Robert Graves Quotes About War

We have collected for you the TOP of Robert Graves's best quotes about War! Here are collected all the quotes about War starting from the birthday of the Poet – July 24, 1895! We hope you will be inspired to new achievements with our constantly updated collection of quotes. At the moment, this page contains 5 sayings of Robert Graves about War. We will be happy if you share our collection of quotes with your friends on social networks!
  • The gas-cylinders had by this time been put into position on the front line. A special order came round imposing severe penalties on anyone who used any word but "accessory" in speaking of the gas. This was to keep it secret, but the French civilians knew all about the scheme long before this.

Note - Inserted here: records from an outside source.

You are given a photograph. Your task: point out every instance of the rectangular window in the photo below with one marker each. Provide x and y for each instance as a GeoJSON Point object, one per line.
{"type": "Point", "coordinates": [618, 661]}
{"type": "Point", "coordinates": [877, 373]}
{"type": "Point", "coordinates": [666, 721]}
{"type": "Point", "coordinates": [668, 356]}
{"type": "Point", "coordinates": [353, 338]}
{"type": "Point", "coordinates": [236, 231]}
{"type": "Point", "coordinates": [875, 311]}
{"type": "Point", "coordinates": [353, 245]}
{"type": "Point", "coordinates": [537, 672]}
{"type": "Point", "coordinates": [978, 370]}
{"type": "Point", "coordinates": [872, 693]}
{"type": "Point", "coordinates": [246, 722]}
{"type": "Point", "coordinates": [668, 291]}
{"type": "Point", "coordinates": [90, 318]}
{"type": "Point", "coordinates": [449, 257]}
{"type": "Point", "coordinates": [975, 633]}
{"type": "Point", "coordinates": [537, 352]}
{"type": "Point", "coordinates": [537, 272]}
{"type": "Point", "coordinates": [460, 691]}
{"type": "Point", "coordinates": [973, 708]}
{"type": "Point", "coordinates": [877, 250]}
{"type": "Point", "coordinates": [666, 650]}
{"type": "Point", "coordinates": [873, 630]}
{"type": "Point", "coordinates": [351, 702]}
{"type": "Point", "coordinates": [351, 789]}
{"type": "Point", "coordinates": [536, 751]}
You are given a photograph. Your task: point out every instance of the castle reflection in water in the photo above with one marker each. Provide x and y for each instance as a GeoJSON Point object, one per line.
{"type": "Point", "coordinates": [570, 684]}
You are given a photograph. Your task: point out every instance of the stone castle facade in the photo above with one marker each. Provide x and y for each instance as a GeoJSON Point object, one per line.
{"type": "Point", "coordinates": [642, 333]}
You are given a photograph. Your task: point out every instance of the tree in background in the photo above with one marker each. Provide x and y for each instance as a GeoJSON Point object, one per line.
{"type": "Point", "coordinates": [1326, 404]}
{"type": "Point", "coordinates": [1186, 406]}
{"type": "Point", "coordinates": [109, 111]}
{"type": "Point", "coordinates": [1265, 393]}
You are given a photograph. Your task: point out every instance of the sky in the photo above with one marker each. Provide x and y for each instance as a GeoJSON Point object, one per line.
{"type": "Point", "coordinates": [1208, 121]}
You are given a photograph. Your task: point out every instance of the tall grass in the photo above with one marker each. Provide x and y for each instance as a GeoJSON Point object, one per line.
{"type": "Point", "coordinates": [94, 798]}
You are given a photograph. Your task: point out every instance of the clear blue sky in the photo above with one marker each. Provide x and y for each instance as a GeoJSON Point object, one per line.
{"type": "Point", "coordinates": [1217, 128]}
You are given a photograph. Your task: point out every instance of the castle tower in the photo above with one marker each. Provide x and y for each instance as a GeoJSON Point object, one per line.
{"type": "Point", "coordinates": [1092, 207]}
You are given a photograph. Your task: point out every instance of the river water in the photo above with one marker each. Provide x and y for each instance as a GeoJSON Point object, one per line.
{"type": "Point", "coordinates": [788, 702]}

    Robert Graves, Steven Trout (2008). “Goodbye to all that: and other great war writings”, Carcanet Press Ltd.
  • Before an attack, the platoon pools all its available cash and the survivors divide it up afterwards. Those who are killed can't complain, the wounded would have given far more than that to escape as they have, and the unwounded regard the money as a consolation prize for still being here.

  • To know only one thing well is to have a barbaric mind: civilization implies the graceful relation of all varieties of experience to a central humane system of thought. The present age is peculiarly barbaric: introduce, say, a Hebrew scholar to an ichthyologist or an authority on Danish place names and the pair of them would have no single topic in common but the weather or the war (if there happened to be a war in progress, which is usual in this barbaric age).

  • She told me that all the girls in Annezin prayed every night for the war to end and for the English to go away as soon as their money was spent. She said that the clause about the money was always repeated in case God should miss it.

    "Goodbye to all that: and other great war writings".
  • We once discussed which were the cleanest troops in the trenches, taken by nationalities. We agreed on a descending-order like this: English and German Protestants; Northern Irish, Welsh and Canadians; Irish and German Catholics; Scots; Mohammedan Indians; Algerians; Portugese; Belgians; French. We put the Belgians and French there for spite; they could not have been dirtier than the Algerians and the Portugese.